Lecture notes are available here.

**Stone Duality**

Achim Jung,
University of Birmingham

Stone duality establishes a connection between logic/lattices and
topological spaces. For those who are most familiar with logic, this
provides a way to learn about topology; this route has been traced by
Steve Vickers in his book *Topology via Logic*. For those familiar
with Domain Theory, it provides a logical description of domain theoretic
(type) constructions. The resulting *domain logic* is very intuitive
and immediately seen to be a meaningful program logic.
In this course I will present a little bit of the classical theory of
these dualities but then present some recent joint work with Drew Moshier
which explains even more conspicuously the role that logic has to play. In
the last lecture I will explain how domain constructions relate to
constructions on logical theories.
The course will draw on a number of others from the MGS programme, notably
the courses on Category Theory, Semantics, and Topology and Logic.

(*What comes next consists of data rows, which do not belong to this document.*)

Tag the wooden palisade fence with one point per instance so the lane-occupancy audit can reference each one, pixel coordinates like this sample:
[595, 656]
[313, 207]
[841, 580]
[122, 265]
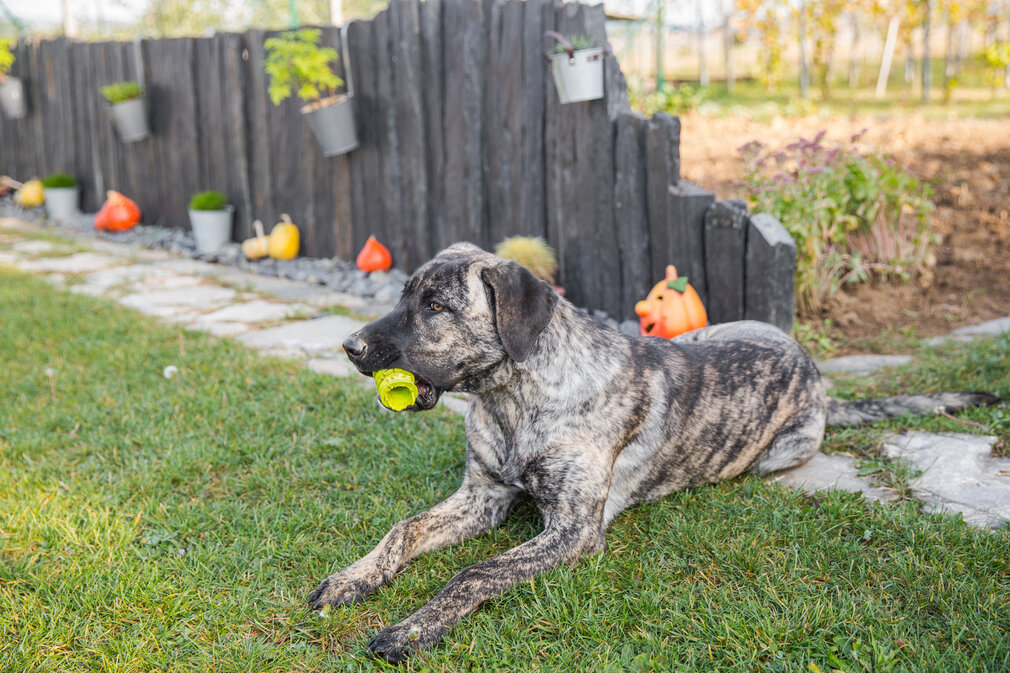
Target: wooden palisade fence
[462, 138]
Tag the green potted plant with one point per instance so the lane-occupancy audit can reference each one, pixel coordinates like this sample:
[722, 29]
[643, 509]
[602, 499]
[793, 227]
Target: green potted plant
[210, 215]
[297, 65]
[61, 195]
[126, 102]
[11, 88]
[578, 67]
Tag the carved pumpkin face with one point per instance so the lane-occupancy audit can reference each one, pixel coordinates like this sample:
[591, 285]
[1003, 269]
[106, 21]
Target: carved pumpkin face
[672, 307]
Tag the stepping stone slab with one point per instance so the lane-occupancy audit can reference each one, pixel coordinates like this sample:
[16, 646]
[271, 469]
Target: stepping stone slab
[168, 302]
[256, 311]
[823, 472]
[317, 335]
[990, 328]
[33, 247]
[81, 263]
[861, 364]
[958, 475]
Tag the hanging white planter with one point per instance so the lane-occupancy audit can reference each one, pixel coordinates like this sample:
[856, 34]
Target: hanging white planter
[332, 122]
[211, 228]
[12, 98]
[578, 73]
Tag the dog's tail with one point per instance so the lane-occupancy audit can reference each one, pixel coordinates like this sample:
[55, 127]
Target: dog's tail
[855, 412]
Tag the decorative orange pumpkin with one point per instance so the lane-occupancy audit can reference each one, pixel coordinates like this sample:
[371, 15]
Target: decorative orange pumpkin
[672, 307]
[374, 257]
[118, 213]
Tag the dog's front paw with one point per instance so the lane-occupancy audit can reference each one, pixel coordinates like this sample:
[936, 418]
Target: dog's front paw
[400, 641]
[343, 588]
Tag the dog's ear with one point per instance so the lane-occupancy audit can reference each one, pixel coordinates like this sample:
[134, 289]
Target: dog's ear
[522, 305]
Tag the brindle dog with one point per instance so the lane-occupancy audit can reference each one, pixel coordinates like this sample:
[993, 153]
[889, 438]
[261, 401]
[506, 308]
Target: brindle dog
[584, 419]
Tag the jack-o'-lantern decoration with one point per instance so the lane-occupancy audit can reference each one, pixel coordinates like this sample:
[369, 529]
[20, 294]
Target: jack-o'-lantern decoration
[672, 307]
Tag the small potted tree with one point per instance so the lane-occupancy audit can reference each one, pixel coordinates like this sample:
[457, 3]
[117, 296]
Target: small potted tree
[11, 88]
[297, 65]
[126, 102]
[578, 68]
[61, 195]
[210, 215]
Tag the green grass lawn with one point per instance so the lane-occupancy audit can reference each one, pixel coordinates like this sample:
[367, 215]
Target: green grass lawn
[179, 523]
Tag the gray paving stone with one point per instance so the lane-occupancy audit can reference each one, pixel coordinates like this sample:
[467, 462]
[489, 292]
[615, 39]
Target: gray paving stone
[823, 472]
[317, 335]
[33, 247]
[168, 302]
[80, 263]
[958, 474]
[989, 328]
[256, 310]
[333, 366]
[862, 364]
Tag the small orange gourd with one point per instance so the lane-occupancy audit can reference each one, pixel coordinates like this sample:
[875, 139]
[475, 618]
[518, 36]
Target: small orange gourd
[118, 213]
[374, 257]
[672, 307]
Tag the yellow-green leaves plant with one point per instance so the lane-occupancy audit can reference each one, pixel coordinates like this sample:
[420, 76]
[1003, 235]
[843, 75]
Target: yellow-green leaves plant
[298, 66]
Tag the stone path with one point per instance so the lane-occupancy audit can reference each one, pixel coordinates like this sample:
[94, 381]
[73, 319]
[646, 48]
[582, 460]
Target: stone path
[296, 319]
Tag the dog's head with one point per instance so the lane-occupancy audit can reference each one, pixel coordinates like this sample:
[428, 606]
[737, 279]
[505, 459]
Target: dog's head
[461, 316]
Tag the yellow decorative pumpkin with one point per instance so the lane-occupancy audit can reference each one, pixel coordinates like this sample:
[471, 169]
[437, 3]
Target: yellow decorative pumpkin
[284, 239]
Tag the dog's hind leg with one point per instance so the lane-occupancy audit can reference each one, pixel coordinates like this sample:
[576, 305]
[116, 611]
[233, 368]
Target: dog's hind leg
[474, 508]
[795, 444]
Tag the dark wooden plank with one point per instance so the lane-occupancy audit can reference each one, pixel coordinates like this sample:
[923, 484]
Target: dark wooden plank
[630, 211]
[234, 87]
[725, 248]
[364, 162]
[535, 79]
[504, 122]
[771, 269]
[410, 124]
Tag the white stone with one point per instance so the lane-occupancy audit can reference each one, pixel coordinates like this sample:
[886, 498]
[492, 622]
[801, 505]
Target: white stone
[317, 335]
[958, 474]
[989, 328]
[862, 364]
[81, 263]
[824, 472]
[257, 310]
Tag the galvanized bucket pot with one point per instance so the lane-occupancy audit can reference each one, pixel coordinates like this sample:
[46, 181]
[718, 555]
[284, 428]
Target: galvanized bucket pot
[579, 75]
[131, 120]
[211, 228]
[12, 98]
[333, 125]
[61, 202]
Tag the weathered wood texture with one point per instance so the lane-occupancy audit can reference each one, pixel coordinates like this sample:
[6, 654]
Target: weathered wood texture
[462, 137]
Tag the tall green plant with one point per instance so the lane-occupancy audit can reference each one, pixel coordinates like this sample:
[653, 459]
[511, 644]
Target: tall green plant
[297, 65]
[6, 56]
[851, 215]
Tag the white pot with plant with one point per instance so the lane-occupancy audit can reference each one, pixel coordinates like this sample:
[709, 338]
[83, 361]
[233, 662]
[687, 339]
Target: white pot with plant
[61, 196]
[11, 88]
[210, 215]
[578, 67]
[297, 65]
[126, 102]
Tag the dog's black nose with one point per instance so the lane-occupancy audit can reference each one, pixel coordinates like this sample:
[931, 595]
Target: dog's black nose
[355, 347]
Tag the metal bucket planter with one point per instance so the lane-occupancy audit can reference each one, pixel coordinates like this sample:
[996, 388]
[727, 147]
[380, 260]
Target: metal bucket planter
[333, 125]
[61, 202]
[131, 120]
[211, 228]
[12, 98]
[579, 75]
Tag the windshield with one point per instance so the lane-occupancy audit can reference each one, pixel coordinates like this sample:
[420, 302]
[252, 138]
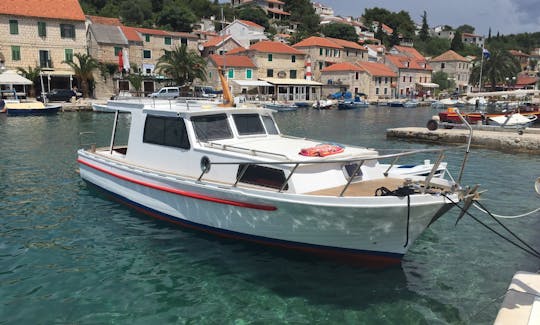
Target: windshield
[211, 127]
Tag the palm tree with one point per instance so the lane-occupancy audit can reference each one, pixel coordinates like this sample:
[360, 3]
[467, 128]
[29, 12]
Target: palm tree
[182, 65]
[33, 75]
[84, 70]
[500, 65]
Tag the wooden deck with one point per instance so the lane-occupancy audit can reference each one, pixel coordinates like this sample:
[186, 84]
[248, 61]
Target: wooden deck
[362, 188]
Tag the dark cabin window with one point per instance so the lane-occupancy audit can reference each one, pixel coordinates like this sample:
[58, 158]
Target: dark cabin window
[270, 125]
[166, 131]
[262, 176]
[248, 124]
[211, 127]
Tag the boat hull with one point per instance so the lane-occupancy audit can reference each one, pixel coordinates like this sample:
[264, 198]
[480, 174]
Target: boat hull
[369, 230]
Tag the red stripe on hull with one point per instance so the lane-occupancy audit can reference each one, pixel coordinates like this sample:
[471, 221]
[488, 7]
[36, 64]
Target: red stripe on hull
[180, 192]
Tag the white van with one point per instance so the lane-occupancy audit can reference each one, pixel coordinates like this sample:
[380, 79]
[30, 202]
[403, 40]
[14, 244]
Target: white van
[166, 93]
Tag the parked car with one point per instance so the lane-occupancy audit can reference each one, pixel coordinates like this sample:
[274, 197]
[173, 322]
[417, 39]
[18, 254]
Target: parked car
[59, 95]
[166, 93]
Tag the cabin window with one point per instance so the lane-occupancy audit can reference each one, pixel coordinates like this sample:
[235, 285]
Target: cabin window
[211, 127]
[166, 131]
[248, 124]
[269, 125]
[262, 176]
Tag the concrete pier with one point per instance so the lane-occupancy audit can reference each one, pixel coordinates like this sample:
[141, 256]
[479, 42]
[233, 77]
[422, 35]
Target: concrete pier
[508, 140]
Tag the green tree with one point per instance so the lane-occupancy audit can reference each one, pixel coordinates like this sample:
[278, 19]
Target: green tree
[495, 69]
[83, 70]
[176, 16]
[182, 65]
[135, 12]
[255, 14]
[302, 11]
[32, 74]
[424, 31]
[457, 43]
[465, 29]
[340, 30]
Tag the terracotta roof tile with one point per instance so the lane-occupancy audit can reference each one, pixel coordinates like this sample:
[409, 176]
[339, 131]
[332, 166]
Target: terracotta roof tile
[239, 61]
[343, 66]
[250, 23]
[347, 44]
[104, 20]
[131, 34]
[377, 69]
[273, 47]
[54, 9]
[449, 56]
[318, 41]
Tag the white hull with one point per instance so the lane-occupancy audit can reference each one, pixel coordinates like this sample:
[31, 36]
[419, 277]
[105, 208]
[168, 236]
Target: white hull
[372, 228]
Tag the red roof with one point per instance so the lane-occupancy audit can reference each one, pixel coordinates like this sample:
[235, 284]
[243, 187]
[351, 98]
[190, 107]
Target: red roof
[104, 20]
[54, 9]
[377, 69]
[348, 44]
[273, 47]
[250, 23]
[216, 41]
[318, 41]
[405, 62]
[150, 31]
[131, 33]
[239, 61]
[344, 66]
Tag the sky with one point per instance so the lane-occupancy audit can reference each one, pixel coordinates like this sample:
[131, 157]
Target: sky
[503, 16]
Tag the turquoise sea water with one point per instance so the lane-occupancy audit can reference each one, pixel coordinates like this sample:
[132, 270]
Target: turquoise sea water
[68, 254]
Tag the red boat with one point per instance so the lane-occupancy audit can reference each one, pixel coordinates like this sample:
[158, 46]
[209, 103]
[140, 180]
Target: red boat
[451, 116]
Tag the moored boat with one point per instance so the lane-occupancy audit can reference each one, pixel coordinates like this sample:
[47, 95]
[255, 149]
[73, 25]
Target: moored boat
[230, 171]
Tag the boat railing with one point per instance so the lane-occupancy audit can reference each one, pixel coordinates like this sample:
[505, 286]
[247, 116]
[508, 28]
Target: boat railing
[359, 160]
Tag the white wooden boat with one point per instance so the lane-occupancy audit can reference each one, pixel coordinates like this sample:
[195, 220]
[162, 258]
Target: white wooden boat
[230, 171]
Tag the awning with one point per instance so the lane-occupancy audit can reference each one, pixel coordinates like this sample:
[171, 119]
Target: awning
[11, 77]
[293, 82]
[252, 83]
[428, 84]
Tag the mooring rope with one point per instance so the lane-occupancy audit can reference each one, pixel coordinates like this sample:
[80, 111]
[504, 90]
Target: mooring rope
[531, 250]
[508, 217]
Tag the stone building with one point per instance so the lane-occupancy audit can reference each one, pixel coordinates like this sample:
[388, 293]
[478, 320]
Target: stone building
[44, 34]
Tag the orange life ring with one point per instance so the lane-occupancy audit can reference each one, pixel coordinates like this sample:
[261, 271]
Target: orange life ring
[322, 150]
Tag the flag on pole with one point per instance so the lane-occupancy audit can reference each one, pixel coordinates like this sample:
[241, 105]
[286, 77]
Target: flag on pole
[486, 53]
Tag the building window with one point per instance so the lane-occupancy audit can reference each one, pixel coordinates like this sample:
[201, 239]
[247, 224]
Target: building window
[44, 59]
[292, 74]
[16, 53]
[42, 29]
[13, 26]
[68, 55]
[67, 31]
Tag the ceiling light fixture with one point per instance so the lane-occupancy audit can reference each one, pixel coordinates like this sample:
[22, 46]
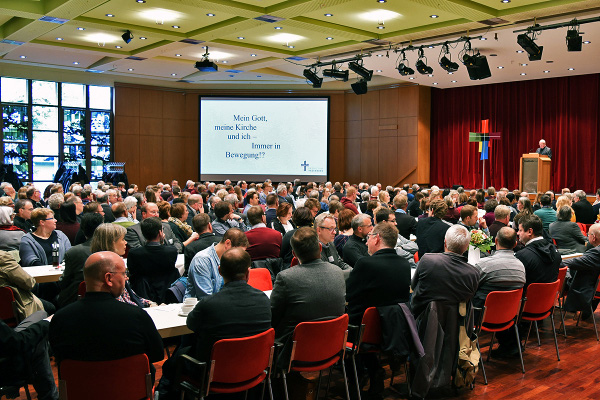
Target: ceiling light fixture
[312, 76]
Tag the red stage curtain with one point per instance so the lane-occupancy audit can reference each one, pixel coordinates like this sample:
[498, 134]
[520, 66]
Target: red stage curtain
[563, 111]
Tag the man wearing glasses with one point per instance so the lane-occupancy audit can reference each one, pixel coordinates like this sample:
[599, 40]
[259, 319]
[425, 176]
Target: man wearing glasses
[325, 224]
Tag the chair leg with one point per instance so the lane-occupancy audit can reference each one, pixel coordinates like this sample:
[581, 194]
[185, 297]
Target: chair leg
[285, 385]
[345, 381]
[519, 344]
[481, 363]
[491, 345]
[554, 333]
[594, 320]
[537, 333]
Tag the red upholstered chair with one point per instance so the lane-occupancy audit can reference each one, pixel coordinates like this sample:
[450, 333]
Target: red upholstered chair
[317, 346]
[539, 305]
[562, 274]
[260, 278]
[369, 334]
[8, 307]
[124, 379]
[236, 365]
[500, 312]
[81, 290]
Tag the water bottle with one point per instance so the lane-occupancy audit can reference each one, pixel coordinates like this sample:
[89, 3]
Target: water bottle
[55, 254]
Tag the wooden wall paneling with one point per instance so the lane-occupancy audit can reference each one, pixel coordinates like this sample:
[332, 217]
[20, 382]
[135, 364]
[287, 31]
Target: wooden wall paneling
[127, 150]
[370, 128]
[388, 127]
[337, 156]
[370, 104]
[151, 103]
[127, 101]
[353, 107]
[408, 101]
[352, 160]
[388, 103]
[388, 160]
[369, 154]
[150, 160]
[337, 107]
[173, 105]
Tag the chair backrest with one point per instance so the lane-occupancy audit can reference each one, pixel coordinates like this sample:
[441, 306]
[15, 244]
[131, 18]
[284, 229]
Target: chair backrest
[241, 359]
[8, 311]
[541, 297]
[562, 274]
[260, 278]
[81, 289]
[124, 379]
[502, 306]
[371, 332]
[319, 340]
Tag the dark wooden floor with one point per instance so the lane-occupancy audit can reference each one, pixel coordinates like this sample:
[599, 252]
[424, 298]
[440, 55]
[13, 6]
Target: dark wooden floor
[575, 376]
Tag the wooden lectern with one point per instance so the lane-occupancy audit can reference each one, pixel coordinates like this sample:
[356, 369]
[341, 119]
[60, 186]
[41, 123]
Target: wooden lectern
[535, 173]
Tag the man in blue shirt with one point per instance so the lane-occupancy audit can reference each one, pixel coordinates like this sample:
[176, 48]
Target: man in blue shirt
[203, 276]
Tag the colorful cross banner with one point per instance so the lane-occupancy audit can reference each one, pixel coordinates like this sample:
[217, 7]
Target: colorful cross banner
[484, 138]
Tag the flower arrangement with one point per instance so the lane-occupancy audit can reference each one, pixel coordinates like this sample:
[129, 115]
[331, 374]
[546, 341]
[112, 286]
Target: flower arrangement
[480, 240]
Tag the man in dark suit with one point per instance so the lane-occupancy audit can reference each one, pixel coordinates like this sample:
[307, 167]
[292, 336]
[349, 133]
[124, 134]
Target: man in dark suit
[379, 280]
[584, 212]
[264, 242]
[100, 328]
[355, 246]
[152, 266]
[312, 290]
[544, 150]
[406, 224]
[206, 237]
[135, 238]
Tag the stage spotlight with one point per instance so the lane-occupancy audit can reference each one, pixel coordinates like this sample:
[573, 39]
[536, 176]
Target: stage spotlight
[366, 74]
[127, 36]
[423, 68]
[534, 51]
[574, 40]
[360, 87]
[336, 73]
[313, 78]
[405, 70]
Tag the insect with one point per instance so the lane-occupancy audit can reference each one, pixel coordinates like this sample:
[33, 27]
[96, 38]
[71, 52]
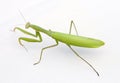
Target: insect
[68, 39]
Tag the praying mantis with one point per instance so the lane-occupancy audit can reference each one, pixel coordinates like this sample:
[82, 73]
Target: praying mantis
[68, 39]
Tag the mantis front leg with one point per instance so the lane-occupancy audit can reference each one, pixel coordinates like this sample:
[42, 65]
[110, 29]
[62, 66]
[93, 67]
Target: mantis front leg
[37, 34]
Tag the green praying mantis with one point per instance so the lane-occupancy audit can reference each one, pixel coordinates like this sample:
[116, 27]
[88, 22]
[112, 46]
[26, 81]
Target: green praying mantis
[68, 39]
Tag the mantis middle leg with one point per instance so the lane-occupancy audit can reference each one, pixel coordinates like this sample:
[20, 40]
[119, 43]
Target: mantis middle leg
[44, 49]
[72, 24]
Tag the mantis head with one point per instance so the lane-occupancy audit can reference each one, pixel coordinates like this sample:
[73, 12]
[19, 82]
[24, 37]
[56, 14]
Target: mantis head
[27, 25]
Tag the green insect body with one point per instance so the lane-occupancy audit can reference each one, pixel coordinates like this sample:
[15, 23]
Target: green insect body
[68, 39]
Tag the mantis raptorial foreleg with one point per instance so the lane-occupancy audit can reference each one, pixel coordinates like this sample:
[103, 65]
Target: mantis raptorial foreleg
[83, 59]
[37, 34]
[44, 49]
[72, 23]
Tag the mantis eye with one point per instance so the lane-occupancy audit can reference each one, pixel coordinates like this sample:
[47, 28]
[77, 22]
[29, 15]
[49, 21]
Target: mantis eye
[27, 25]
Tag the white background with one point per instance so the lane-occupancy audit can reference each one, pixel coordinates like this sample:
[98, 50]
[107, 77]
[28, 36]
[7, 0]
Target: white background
[94, 18]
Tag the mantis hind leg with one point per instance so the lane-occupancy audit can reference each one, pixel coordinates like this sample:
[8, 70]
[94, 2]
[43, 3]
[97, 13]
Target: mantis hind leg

Henrik Nilsson, University of Nottingham

Monads and Arrows are notions with roots in Category Theory that have found important applications as aids for structuring functional programs and libraries. In the Advanced Functional Programming course, we are going to introduce and explore these notions and their relationships, with an emphasis on practical applications like modular interpreters and embedded domain-specific languages.

- Slides Lecture 1 & 2
- Slides Lecture 1 & 2, 4 up
- Slides Lecture 1 & 2, 9 up
- Slides Lecture 3
- Slides Lecture 3, 4 up
- Slides Lecture 3, 9 up

**Concurrency Theory**

Colin Stirling,
University of Edinburgh

The course will comprise an introduction to process calculus such as CCS, operational semantics in terms of labelled graphs and the notion of bisimulation equivalence. There will also be an introduction to modal and temporal logics with an emphasis on modal logic with fixed points.

**Topology and Logic**

Steve Vickers,
University of Birmingham

The role of topology in computer science has emphasized something that
was already known in pure mathematics: that the points of a topological
space can be fruitfully handled as the models of a logical theory (often
of *observations*), and that with a suitable *geometric*
logic the topology is already implicit in the theory. My book *Topology
via Logic* explained the approach, but in a context of classical
mathematics. In this course I shall explain how it becomes much more
significant in constructive mathematics. An elegant package of deals
brings together topology, logic, algebra and category theory, and
constructive reasoning comes to have an intrinsic continuity.

The course is based on my chapter *Locales and Toposes as Spaces* for
the forthcoming Handbook of Spatial Logics, and a chapter preprint is
available here.
It also relates to Achim Jung's course on Stone Duality.